Art of a Scientist 2020/2021

Art of a Scientist is an annual offering from Duke Department of Science and Communication. The curators pair up artists and scientists in experimental collaborations to make science and data accessible to a wider audience. The 2021 exhibit was an online zine produced by The Power Company Gallery and ran through the month of March 2021. Some people had trouble accessing the piece via the Zine so Latent to Lytic is posted below.

This year brings another opportunity to stretch my understanding of scientific data and ideas by sounding them out! I worked with graduate student Elizabeth Goins from NCCU on her study of the effects of exogenous ethanol and acetate on Kaposis-Sarcoma -associated Human Herpes Virus (KSHV). In addition, visual artist Heather Sanchez rendered the process through illustrations/animation!
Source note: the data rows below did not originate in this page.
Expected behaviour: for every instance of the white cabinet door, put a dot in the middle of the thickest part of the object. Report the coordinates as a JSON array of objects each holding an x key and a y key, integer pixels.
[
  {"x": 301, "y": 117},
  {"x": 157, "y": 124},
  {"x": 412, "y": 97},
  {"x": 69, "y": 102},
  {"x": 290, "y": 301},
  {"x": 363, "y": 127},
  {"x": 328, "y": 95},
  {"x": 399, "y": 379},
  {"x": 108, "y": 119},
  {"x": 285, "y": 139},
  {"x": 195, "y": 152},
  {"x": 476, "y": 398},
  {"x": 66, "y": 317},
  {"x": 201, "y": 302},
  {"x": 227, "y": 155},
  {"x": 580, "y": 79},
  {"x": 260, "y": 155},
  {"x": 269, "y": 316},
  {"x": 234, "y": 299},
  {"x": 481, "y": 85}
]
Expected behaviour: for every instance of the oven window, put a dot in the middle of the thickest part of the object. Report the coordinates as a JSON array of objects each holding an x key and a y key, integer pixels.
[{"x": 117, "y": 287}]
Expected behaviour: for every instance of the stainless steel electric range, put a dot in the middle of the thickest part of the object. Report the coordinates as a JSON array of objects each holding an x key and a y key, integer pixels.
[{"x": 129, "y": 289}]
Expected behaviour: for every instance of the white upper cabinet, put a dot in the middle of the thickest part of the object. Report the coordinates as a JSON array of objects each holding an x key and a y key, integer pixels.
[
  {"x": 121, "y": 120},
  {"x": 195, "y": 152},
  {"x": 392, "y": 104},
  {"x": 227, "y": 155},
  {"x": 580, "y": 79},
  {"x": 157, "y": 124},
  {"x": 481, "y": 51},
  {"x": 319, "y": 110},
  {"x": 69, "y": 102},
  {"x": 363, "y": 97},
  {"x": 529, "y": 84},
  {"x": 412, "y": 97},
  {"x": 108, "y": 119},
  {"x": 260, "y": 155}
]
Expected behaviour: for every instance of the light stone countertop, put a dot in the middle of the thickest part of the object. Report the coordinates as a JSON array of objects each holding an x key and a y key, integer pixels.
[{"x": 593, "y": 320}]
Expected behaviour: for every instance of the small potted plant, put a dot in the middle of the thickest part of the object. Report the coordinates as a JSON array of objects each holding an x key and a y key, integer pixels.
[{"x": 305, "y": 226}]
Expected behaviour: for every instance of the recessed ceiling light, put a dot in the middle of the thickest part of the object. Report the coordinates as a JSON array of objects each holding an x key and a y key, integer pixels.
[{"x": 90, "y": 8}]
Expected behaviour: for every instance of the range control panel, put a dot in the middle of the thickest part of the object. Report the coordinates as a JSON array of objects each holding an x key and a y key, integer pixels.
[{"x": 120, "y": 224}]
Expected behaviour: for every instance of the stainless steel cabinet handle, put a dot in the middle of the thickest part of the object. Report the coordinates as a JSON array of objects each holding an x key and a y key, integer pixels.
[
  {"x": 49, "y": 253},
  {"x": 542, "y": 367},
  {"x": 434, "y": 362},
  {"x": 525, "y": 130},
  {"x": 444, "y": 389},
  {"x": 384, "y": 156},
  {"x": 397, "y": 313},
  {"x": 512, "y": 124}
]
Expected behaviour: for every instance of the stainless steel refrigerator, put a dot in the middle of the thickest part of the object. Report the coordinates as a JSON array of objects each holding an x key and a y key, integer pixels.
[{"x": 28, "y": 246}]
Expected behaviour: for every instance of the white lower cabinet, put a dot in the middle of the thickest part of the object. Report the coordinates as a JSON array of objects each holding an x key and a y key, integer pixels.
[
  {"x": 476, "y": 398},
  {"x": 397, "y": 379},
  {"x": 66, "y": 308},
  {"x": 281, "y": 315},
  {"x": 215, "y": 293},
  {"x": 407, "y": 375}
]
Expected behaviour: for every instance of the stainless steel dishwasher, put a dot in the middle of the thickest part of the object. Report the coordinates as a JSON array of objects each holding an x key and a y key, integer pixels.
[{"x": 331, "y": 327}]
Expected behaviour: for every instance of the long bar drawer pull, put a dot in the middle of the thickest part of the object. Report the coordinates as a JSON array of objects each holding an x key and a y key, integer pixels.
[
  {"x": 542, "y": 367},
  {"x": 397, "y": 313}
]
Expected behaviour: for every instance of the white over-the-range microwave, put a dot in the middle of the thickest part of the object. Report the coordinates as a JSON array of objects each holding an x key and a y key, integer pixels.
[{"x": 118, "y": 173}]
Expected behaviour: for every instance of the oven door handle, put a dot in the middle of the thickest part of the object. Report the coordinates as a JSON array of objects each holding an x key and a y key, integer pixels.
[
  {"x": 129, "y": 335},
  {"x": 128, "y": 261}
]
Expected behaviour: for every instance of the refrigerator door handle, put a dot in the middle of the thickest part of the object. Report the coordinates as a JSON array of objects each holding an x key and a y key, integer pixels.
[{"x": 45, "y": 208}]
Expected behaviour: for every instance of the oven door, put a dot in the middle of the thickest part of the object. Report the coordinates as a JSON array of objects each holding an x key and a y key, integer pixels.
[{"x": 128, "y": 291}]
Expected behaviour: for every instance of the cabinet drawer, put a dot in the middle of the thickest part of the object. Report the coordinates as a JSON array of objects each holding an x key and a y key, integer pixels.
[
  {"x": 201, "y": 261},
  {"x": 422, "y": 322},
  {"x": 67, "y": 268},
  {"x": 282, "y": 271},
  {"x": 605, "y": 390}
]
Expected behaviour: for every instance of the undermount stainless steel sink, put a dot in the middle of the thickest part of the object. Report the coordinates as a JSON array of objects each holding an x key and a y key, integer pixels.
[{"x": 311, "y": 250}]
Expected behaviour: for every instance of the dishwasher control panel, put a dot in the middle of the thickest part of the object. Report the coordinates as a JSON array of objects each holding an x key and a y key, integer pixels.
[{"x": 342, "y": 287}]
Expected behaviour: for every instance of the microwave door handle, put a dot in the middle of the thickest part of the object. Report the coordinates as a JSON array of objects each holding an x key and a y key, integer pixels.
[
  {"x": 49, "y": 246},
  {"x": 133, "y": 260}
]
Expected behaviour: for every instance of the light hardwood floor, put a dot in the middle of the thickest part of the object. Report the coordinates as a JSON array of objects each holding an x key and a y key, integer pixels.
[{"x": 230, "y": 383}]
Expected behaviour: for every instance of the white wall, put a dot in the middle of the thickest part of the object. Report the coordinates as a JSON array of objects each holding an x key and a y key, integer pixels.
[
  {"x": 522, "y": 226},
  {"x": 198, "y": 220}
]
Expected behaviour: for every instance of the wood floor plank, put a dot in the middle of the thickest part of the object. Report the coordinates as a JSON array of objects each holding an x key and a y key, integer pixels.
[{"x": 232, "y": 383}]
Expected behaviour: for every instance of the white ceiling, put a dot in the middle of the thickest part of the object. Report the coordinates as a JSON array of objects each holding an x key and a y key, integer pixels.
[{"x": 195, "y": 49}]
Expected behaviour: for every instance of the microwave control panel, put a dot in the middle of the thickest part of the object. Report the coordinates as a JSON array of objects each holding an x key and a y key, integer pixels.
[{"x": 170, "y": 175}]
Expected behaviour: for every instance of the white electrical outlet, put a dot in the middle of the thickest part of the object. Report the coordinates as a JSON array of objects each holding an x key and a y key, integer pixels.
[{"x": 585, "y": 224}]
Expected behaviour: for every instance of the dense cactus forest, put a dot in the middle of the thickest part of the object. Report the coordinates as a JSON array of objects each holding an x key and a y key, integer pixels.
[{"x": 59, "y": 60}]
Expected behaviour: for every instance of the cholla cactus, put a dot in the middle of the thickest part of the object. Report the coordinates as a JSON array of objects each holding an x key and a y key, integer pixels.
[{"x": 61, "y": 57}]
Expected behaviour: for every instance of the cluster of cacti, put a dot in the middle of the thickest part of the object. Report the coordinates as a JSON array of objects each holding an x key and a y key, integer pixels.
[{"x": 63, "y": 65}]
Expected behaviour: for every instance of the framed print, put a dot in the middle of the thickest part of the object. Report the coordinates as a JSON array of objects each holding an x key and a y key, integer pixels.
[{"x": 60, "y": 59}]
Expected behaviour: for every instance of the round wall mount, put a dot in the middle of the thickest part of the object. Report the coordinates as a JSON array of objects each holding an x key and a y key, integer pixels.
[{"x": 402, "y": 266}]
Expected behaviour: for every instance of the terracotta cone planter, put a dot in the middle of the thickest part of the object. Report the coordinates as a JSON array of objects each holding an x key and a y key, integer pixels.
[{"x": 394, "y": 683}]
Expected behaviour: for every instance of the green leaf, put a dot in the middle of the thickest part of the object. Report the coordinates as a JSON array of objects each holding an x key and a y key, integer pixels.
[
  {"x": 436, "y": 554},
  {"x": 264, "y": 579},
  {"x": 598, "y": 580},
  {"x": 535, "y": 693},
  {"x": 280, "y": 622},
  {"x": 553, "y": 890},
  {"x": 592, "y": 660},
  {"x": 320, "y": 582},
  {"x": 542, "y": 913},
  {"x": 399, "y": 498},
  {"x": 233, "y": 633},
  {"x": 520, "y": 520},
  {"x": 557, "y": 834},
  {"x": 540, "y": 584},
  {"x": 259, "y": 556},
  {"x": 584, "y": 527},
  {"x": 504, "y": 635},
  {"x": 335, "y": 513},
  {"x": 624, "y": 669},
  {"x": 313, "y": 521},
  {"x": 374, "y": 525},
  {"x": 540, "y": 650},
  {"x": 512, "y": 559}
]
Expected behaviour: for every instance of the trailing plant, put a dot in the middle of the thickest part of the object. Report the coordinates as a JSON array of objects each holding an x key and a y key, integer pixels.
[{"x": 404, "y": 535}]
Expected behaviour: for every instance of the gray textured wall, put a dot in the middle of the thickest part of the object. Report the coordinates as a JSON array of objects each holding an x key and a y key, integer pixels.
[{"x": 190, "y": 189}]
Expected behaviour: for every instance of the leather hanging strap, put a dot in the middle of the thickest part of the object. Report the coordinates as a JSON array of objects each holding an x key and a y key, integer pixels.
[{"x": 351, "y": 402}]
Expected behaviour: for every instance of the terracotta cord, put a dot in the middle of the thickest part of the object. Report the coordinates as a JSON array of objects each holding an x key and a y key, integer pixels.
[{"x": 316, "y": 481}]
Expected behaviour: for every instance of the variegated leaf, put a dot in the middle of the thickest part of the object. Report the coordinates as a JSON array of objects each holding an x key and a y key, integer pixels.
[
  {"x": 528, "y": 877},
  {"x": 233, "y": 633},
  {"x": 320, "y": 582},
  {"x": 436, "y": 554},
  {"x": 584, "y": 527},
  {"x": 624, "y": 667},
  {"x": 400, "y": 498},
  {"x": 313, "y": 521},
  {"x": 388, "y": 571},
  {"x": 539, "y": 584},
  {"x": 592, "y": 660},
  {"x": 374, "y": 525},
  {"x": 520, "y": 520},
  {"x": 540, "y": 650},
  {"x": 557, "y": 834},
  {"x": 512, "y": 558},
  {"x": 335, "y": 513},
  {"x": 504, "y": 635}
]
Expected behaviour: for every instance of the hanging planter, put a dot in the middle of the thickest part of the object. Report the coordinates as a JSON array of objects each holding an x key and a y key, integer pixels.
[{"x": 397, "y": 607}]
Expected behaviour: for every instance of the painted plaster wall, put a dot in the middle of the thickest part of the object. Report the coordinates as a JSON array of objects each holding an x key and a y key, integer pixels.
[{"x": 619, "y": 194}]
KSHV enters the cell via glycoproteins on the surface of the host cell. The virus is carried through the cell by a special protein, and ends up in the nucleus. The virus remains latent in the nucleus until triggered into the lytic or active infection phase. Once triggered into lytic, there is a gene “cascade” that functions as a sort of assembly line of viral replication and is cytopathic to the cell. Goins found that both ethanol and acetate accelerate replication of the virus in human cells. Acetate, which is a biproduct of ethanol in the human body, not only accelerates viral replication but can actually trigger the change from latent to lytic.

The sonic illustration begins with the song phrase of a healthy cell replete with an active lipid bilayer! A rustling, rattling sound is the virus entering via the glycoproteins. Then a new voice enters and attaches to the song phrase of the healthy cell- this is the voice of the virus. The virus adds a new melodic aspect to the healthy cell song phrase, then works into and alters the nucleas, represented by percussion. Acetate burbles into the soundscape and triggers the lytic phase. The virus is now reactivated in its own song phrase with multiple replications resounding. Sanchez’s illustrations depict infected latent cells, the virus itself, with a 40 second animation of the entire process at the end of the sonic illustration.